An Open Letter to the NRA From LifeTime Members and Drug Prevention Activists
CARMICHAEL, CA, USA, March 30, 2021 /EINPresswire.com/ — There is a clear and well-researched connection between drug use and violent crimes including mass shootings. The role of marijuana-induced psychosis (which is becoming more common) in violence is also well documented.
If we expect to maintain gun rights in this country, the National Rifle Association (NRA) must recognize and begin speaking from this truth.
–NRA needs to call attention to marijuana-induced psychosis as a cause of mass shootings.
–The NRA needs to fight for toxicology discovery and reporting in all gun violence incidents.
The auto-response to every mass shooting seems to be more gun control. Yet, as the NRA and its members are always quick to point out, it is the shooter who is out of control.
The National Rifle Association is powerful enough to help our politicians focus on the root cause of mass shootings.

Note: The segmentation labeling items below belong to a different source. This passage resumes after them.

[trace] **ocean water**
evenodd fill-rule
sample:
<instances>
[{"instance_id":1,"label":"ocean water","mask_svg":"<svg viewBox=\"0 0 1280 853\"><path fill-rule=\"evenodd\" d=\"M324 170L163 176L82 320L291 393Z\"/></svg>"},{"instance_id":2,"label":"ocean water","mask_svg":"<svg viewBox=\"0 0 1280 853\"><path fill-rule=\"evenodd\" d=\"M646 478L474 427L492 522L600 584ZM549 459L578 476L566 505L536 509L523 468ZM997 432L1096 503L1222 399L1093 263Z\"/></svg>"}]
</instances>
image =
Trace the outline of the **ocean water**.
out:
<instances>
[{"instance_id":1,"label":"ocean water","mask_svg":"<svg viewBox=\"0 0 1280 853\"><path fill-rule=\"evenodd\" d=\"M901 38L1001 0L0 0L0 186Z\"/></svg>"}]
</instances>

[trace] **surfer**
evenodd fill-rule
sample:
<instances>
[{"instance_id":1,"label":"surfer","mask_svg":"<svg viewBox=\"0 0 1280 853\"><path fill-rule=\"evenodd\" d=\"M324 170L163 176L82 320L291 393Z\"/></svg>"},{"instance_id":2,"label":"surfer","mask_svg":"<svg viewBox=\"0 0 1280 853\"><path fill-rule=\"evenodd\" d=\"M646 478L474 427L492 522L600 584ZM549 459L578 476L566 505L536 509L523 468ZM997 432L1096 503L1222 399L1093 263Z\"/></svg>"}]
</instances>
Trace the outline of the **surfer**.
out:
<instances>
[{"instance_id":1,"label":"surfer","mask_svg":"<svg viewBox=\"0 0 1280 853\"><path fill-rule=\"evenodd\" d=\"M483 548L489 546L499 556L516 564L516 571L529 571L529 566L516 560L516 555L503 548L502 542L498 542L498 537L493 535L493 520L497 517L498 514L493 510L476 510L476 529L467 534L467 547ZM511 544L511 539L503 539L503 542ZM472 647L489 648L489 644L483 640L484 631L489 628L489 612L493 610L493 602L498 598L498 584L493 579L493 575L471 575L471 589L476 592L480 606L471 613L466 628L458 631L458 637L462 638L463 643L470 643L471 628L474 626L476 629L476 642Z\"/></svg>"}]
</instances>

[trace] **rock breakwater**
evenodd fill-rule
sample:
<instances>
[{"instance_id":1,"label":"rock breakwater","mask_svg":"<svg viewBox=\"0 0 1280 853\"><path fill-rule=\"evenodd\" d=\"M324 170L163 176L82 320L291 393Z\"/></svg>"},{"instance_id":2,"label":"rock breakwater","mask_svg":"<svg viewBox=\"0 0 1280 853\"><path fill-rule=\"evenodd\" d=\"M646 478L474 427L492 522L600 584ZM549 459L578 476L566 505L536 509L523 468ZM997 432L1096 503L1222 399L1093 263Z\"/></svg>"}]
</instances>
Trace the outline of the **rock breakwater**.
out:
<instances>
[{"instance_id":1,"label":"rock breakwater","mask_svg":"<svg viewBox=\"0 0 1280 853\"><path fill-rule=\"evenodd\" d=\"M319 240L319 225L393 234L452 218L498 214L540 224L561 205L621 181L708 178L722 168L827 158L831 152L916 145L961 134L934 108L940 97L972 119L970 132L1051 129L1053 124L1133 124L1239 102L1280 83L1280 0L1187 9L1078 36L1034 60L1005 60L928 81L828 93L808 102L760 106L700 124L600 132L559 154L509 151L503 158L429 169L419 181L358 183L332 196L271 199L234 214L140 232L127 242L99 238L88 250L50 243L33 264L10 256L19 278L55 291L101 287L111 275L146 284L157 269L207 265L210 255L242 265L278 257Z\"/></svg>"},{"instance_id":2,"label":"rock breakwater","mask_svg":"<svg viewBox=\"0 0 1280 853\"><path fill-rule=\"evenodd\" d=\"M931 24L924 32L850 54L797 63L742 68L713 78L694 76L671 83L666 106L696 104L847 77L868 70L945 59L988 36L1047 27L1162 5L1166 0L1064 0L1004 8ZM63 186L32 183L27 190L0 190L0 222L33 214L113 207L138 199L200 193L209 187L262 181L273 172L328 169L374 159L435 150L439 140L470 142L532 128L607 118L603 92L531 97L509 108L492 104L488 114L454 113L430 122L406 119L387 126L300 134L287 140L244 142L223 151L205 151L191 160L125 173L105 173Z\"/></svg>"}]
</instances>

It also has the ability to educate the public, media, and elected officials about the probable culprit in these mass killings.
The NRA needs a defensible position against mass shootings and gun violence that will protect gun rights, guns and gun owners.
We ask the NRA to promote a national bill that would be turned into law to drug test all mass murder suspects and make results open to the public to see within a reasonable time frame. The results will be eye opening for many. As members of the NRA and drug prevention organizations, we see that marijuana psychosis, and polysubstance abuse are playing a substantial role in mass shooting incidents around the U.S.A.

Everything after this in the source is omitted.